Oh, I kept the first for another day!
Yet knowing how way leads on to way,
I doubted if I should ever come back.
I shall be telling this with a sigh
Somewhere ages and ages hence:
Two roads diverged in a wood, and I
I took the one less traveled by,
And that has made all the difference.
Raise your hand if you’ve read Robert Frost’s enormously famous poem before! And raise your hand if you thought you knew what it was all about... (I thought I did.)
So, a couple confessions:
Confession One:
I used to think this poem was about sticking it to all our accountant friends; our suburbanites; the squares; those that didn't travel to Europe at 21. The “road less traveled” was clearly the invitation to trail-blaze — to become a cheese-taster-slash-alpaca-babysitter-slash-nomadic barista. “So there! My life is more vivid, more chaotic, more Sagittarian than your overly-Capricorn lifestyle."
And, as often is the case, I misread the poem.
In Frost’s beloved work, I assumed the road less travelled was about choosing the better path, the one that was braver, more daring, more unique.
Confession Two:
In my own psychosynthesis coaching, I used to guide clients through this same framework, wrestling between two roads, trying to help them pick the right one. The purposeful one. The good one. With my wisdom, insight, and well-calibrated vision board, we’d get clarity, make the “correct” choice, and tie it all up with a tidy bow. Except... it didn’t really work that way.
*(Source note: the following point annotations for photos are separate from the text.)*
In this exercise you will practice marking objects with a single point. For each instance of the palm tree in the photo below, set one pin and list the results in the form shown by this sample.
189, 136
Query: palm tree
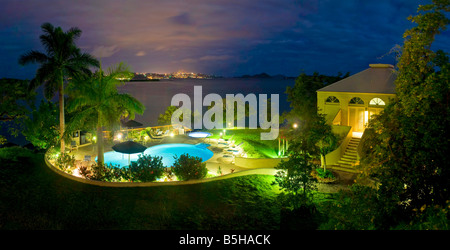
97, 100
62, 60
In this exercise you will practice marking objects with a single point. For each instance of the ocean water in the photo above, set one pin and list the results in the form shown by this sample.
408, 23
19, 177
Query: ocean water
156, 96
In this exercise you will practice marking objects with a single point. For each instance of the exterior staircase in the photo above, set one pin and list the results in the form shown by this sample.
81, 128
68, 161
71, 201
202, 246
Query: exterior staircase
350, 157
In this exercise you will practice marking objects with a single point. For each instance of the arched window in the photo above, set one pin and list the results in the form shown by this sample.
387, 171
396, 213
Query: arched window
356, 101
377, 102
332, 100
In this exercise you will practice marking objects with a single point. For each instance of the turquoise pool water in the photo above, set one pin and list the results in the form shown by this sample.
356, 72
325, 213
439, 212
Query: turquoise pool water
199, 134
167, 151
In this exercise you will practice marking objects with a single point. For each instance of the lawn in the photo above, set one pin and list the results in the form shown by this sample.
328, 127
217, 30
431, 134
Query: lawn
34, 197
252, 143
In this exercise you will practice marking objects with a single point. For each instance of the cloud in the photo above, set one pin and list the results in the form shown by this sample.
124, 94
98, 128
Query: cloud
104, 51
182, 19
215, 58
141, 53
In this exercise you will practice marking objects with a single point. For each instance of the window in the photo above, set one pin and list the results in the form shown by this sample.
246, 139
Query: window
356, 101
377, 102
332, 100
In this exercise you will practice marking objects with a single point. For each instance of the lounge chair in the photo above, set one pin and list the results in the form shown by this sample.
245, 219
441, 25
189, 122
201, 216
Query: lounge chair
154, 137
73, 145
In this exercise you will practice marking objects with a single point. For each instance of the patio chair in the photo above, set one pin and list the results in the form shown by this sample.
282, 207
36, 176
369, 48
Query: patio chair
73, 145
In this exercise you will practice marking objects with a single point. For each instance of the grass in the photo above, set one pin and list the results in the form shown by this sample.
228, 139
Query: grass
252, 143
34, 197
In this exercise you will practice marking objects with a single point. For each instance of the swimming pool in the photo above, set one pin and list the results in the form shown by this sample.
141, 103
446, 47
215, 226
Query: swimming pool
167, 151
199, 134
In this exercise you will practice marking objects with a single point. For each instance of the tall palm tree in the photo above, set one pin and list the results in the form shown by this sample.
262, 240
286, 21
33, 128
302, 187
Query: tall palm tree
97, 100
62, 60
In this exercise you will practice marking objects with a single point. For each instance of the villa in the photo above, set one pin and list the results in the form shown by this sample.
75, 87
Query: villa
349, 105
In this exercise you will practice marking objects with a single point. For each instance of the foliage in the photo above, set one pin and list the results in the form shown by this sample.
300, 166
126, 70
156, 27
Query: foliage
65, 162
43, 200
429, 218
357, 209
63, 60
146, 168
321, 135
166, 118
103, 172
409, 140
188, 167
324, 173
96, 100
41, 127
294, 177
14, 95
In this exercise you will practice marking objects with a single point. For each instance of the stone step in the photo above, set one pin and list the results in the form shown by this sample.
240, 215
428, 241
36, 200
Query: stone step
344, 169
352, 153
345, 163
349, 157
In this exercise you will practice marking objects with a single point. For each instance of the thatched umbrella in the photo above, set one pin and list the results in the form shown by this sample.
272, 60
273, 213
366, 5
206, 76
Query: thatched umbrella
129, 147
131, 124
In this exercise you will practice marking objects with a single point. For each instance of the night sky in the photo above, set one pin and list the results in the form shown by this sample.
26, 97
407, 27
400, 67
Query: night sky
220, 37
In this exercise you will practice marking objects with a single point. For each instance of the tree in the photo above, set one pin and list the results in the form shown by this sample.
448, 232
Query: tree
165, 119
63, 60
294, 177
322, 137
408, 144
187, 167
97, 100
40, 127
14, 95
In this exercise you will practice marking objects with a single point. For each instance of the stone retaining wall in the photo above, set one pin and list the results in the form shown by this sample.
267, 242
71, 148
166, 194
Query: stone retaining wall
262, 171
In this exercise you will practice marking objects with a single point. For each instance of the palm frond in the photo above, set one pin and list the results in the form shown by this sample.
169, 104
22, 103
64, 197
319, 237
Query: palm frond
33, 57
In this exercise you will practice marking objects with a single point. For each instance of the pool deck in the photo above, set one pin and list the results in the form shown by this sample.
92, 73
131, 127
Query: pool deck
226, 165
213, 164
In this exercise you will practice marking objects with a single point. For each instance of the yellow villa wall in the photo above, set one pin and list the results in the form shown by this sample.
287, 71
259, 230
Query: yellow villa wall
337, 115
344, 99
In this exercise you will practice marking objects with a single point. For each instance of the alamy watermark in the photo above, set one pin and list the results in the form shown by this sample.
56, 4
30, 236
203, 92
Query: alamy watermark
257, 107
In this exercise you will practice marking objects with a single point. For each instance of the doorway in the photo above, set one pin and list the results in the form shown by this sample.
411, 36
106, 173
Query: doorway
356, 119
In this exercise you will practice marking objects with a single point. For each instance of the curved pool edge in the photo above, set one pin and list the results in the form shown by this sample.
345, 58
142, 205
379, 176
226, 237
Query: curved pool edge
259, 171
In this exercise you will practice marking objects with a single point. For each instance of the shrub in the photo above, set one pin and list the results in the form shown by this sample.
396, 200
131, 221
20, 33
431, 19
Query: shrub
147, 168
65, 162
324, 173
188, 167
102, 172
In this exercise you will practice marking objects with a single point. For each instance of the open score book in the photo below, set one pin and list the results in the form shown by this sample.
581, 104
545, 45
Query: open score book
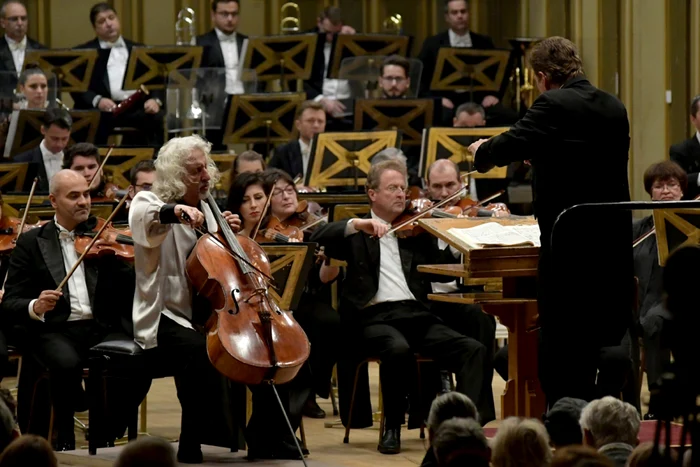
493, 234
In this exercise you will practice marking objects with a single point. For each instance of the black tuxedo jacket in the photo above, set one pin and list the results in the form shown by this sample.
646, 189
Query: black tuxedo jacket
7, 63
429, 52
36, 264
99, 83
288, 158
563, 128
362, 253
36, 168
687, 155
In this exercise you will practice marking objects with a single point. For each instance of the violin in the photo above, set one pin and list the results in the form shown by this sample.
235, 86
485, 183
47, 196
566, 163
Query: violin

In real life, and in Frost’s poem, it’s rare that one decision is clearly better than the other. Sure, it happens. But most of the time? We’re choosing between two paths that are pretty similar.
What does happen is this:
We make meaning from the decisions we’ve made. We look back with grace, with humor, with awe, and say, “Ah… that’s what it meant.”
“Though as for that the passing there / Had worn them really about the same.” Wait, what?
That’s the line most people miss. Both roads were equally worn. Not one wild and tangled, not one smooth and paved. Just two forest paths. Different directions, equally travelled.
So why are both roads “pretty decent”?
Because that’s how life actually works.
We want big, dramatic turning points: “THIS is the decision that changed everything!”
But most of the time, we’re choosing between two good-enough options.
And the “difference” isn’t in the road, it’s in the story we tell about it later.
So what’s Frost actually saying?
Not: “Be different! Take the untamed trail!”
But maybe: “You won’t always know which choice is better. Choose anyway. Walk it with heart. And later? You’ll make meaning from it.”
The road less travelled is the one where you act with courage and trust… Even if that trust meant joining a kombucha startup in rural Saskatchewan. Or moving in with a sheep farmer named Clay and three very non-domesticated goats. So, how many of our “bold choices” were really just one of two decent-enough options? How many times have we looked back and said:
“That changed everything.” …when really, it wasn’t what we picked: it was how we lived it that changed us?
My own life and work have shifted over the last six years. These days, I’m more at home with ambiguity. More willing to walk with humility — on a good day. On a not-so-good day, I’m swearing at the printer and wondering why thirty years of mindfulness hasn’t solved my irritability.
And still, we walk.
The “road less taken” has become, for me, the road of trust.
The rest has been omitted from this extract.